What an AOB does
An AOB is a contract that transfers your right to receive insurance payments to a third party — usually a roofing contractor or restoration company. After signing, the contractor:
- Communicates directly with your insurance carrier
- Negotiates the scope and dollars of the claim
- Receives the insurance check directly (not you)
- Has standing to sue the carrier if the claim is underpaid or denied
- Decides what work gets done within the scope they negotiated
Why contractors push AOBs
Contractors prefer AOBs because they remove uncertainty — they know exactly what they're getting paid because they negotiated it directly. They also gain leverage to fight underpayments without you needing to be involved. The downside, from your perspective, is that you've now lost most of your control over how the claim resolves.
When an AOB makes sense
AOBs can work for you in specific situations:
- Catastrophic damage where you can't manage the claim yourself (medical issues, age, time constraints)
- Out-of-state property where you can't be present for adjuster meetings
- You've researched the contractor extensively and trust their reputation
- The contractor has an established legal track record of fair AOB practices
- The AOB explicitly limits scope to a specific repair (not 'all benefits in perpetuity')
When an AOB is a trap
Walk away if any of these are true:
- Contractor is a 'storm chaser' (out-of-area, door-knocking after a storm)
- AOB has no scope limitation — they get rights to ALL claim benefits, not just for the work being done
- AOB doesn't terminate after the work is complete (some are 'in perpetuity')

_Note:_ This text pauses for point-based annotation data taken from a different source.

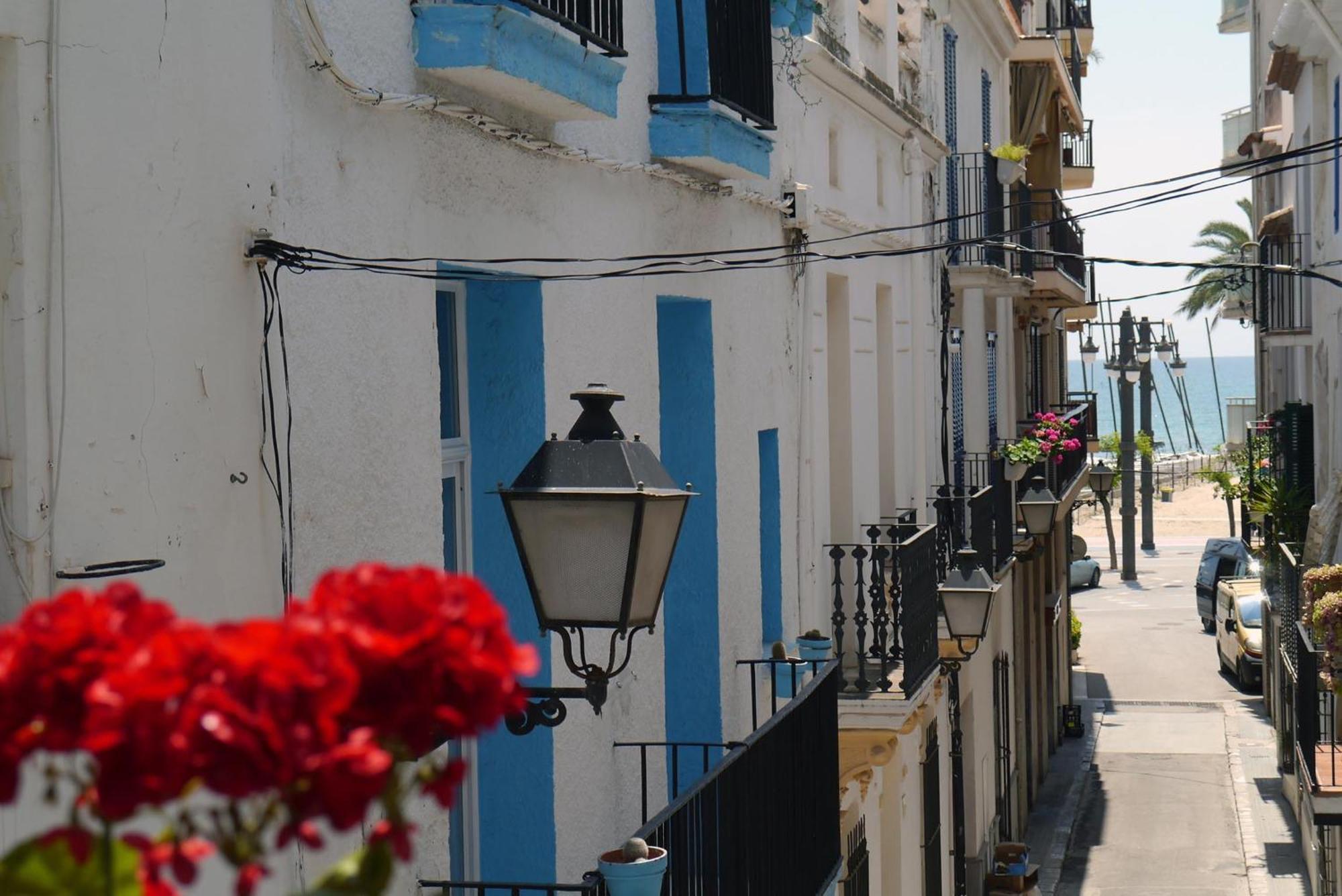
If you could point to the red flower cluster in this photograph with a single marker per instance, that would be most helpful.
(380, 665)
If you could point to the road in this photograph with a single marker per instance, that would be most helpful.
(1184, 796)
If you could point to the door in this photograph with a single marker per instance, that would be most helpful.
(456, 451)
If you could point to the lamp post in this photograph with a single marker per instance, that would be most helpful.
(595, 518)
(967, 603)
(1148, 384)
(1128, 443)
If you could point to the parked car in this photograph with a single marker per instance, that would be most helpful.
(1082, 572)
(1222, 559)
(1239, 628)
(1085, 573)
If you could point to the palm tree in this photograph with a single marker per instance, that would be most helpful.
(1215, 286)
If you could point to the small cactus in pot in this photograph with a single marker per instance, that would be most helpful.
(635, 870)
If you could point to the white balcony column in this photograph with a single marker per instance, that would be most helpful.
(975, 364)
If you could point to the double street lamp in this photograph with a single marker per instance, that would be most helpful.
(595, 518)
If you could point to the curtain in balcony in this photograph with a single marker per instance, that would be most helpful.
(1030, 99)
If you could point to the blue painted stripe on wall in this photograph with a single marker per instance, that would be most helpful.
(505, 356)
(771, 539)
(689, 453)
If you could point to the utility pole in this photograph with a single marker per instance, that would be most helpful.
(1127, 446)
(1148, 486)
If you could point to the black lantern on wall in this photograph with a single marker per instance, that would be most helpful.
(1102, 480)
(1038, 508)
(595, 518)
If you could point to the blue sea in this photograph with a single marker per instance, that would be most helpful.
(1235, 378)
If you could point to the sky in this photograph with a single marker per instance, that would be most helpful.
(1157, 99)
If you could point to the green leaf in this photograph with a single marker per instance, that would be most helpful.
(34, 869)
(366, 873)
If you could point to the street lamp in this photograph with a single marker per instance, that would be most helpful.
(1038, 508)
(1101, 480)
(595, 518)
(1089, 349)
(967, 604)
(967, 599)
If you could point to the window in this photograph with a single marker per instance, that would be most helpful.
(450, 317)
(952, 187)
(992, 390)
(834, 156)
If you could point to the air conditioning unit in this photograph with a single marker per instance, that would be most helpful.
(798, 215)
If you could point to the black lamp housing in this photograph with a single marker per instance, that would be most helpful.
(1102, 480)
(1038, 508)
(595, 518)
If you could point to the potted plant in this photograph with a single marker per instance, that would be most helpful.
(788, 671)
(796, 17)
(1011, 163)
(815, 647)
(1021, 457)
(635, 870)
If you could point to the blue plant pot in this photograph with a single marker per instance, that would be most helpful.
(634, 879)
(794, 15)
(818, 650)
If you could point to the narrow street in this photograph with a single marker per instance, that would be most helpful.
(1184, 797)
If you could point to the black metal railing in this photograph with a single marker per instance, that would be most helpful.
(1282, 301)
(776, 788)
(976, 210)
(1058, 231)
(858, 879)
(740, 61)
(595, 22)
(1320, 754)
(885, 610)
(1023, 231)
(1078, 150)
(592, 885)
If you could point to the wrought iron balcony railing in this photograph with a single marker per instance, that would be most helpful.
(595, 22)
(885, 610)
(776, 787)
(1284, 305)
(1317, 748)
(1055, 230)
(976, 210)
(740, 61)
(1078, 150)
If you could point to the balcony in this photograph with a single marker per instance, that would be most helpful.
(1078, 160)
(554, 58)
(1060, 280)
(1235, 18)
(776, 787)
(885, 611)
(1282, 301)
(1319, 749)
(1237, 127)
(717, 92)
(976, 213)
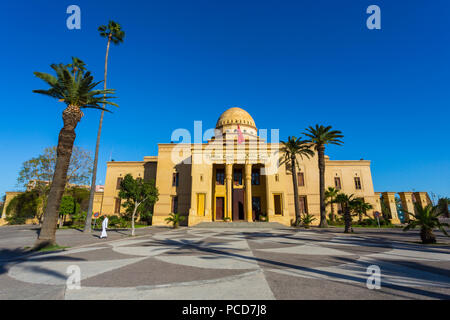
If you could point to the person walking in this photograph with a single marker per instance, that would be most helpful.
(104, 227)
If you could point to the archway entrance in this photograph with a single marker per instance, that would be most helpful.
(238, 205)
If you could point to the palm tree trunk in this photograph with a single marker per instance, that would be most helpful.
(427, 236)
(332, 209)
(296, 199)
(347, 220)
(71, 117)
(87, 225)
(132, 218)
(323, 215)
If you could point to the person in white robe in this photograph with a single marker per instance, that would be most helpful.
(104, 227)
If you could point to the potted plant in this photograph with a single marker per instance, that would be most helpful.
(175, 219)
(307, 219)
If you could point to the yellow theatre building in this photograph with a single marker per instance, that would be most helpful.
(236, 176)
(230, 179)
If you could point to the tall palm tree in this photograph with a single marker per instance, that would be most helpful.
(320, 136)
(114, 33)
(427, 218)
(346, 202)
(76, 90)
(290, 150)
(331, 194)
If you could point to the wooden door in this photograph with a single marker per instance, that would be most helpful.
(219, 208)
(238, 204)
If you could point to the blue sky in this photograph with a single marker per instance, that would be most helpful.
(290, 64)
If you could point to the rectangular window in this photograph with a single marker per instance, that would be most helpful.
(255, 177)
(117, 205)
(175, 179)
(357, 183)
(237, 177)
(300, 179)
(200, 204)
(174, 204)
(303, 204)
(119, 181)
(220, 177)
(278, 205)
(337, 183)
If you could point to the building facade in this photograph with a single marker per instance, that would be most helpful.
(236, 176)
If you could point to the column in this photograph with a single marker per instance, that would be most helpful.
(229, 181)
(407, 204)
(389, 200)
(248, 192)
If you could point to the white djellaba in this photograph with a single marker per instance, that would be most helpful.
(104, 227)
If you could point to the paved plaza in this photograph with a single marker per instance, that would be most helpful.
(226, 263)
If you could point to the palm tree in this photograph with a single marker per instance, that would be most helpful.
(114, 33)
(331, 194)
(428, 219)
(76, 90)
(320, 136)
(443, 204)
(290, 150)
(346, 202)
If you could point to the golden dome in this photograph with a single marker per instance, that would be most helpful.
(235, 116)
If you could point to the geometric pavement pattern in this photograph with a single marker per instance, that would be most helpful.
(197, 263)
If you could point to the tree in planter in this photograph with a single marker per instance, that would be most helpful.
(291, 150)
(427, 218)
(175, 219)
(136, 192)
(320, 136)
(346, 202)
(330, 195)
(360, 207)
(114, 33)
(66, 207)
(77, 92)
(307, 219)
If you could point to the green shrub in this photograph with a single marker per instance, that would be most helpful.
(175, 219)
(22, 207)
(307, 219)
(146, 217)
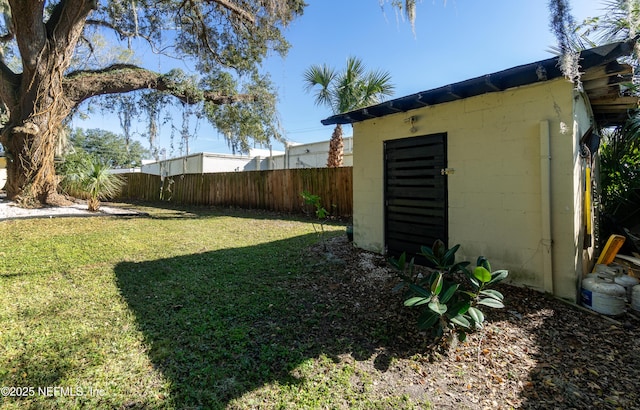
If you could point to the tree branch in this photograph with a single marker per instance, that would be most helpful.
(122, 78)
(235, 9)
(9, 84)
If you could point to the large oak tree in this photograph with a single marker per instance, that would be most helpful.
(44, 76)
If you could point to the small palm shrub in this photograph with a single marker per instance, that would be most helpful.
(451, 296)
(92, 180)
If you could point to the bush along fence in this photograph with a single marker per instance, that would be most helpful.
(276, 190)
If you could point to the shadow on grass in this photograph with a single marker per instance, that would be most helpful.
(223, 323)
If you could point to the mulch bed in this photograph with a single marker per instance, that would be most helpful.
(537, 352)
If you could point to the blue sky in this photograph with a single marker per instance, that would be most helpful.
(453, 42)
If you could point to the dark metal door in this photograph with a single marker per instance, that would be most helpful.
(415, 193)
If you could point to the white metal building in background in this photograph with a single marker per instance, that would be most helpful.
(312, 155)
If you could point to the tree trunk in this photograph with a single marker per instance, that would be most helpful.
(336, 147)
(31, 135)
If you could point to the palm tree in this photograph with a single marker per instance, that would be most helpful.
(92, 179)
(345, 91)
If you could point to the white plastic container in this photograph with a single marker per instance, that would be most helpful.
(628, 283)
(635, 298)
(603, 296)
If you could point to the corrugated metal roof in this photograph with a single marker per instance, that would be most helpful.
(601, 81)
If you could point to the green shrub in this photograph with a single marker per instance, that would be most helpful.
(321, 213)
(91, 179)
(451, 296)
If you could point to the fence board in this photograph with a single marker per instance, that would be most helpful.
(276, 190)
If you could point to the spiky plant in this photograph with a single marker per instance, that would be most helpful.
(93, 180)
(345, 91)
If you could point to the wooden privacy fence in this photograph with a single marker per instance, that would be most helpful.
(276, 190)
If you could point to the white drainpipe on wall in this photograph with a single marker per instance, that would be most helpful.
(545, 206)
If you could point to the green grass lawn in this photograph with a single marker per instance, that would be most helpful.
(183, 310)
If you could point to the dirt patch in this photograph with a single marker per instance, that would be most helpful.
(537, 352)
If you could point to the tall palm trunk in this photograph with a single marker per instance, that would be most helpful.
(336, 148)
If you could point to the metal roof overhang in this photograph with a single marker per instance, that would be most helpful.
(601, 81)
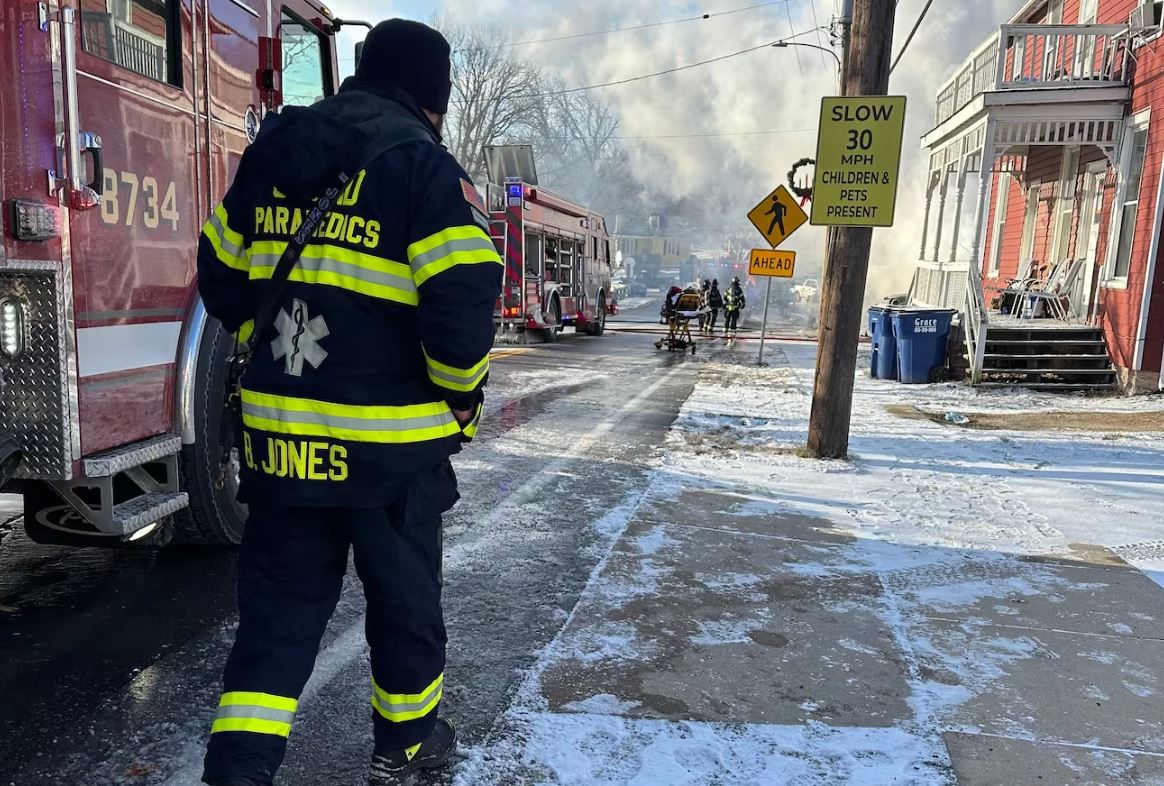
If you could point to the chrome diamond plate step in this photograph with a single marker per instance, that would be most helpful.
(119, 459)
(141, 511)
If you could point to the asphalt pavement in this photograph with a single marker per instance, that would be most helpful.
(113, 659)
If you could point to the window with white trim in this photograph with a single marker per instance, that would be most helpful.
(1127, 205)
(137, 35)
(1000, 225)
(1019, 58)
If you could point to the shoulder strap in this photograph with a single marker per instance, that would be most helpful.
(272, 295)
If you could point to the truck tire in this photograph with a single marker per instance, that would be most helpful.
(598, 326)
(214, 517)
(549, 334)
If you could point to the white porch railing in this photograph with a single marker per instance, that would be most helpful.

- Contractor has limited or unverifiable local presence
- Contractor refuses to attach a written estimate to the AOB
- Carrier flags the AOB as suspicious during the call
- AOB allows the contractor to sue you if the carrier underpays them
State-specific AOB rules
Several states have passed AOB reform legislation due to fraud and abuse:
- Florida: 2022 reform sharply restricts AOBs in property claims — they're harder to use and easier to invalidate
- Texas: AOBs are legal but state law gives you 14 days to cancel after signing
- Most other states: minimal regulation, your protection is the contract language itself
- Always check the specific AOB for cancellation rights, scope limitations, and termination triggers
Better alternative: Direction to Pay
Many contractors will accept a 'Direction to Pay' instead of an AOB. This is a one-line letter to your carrier that says 'please make the check payable to me AND [contractor].' You retain all claim control; the contractor gets reasonable payment assurance. It's the right balance for most homeowners. If a contractor refuses a Direction to Pay and insists on an AOB, that's a meaningful signal about their motivations.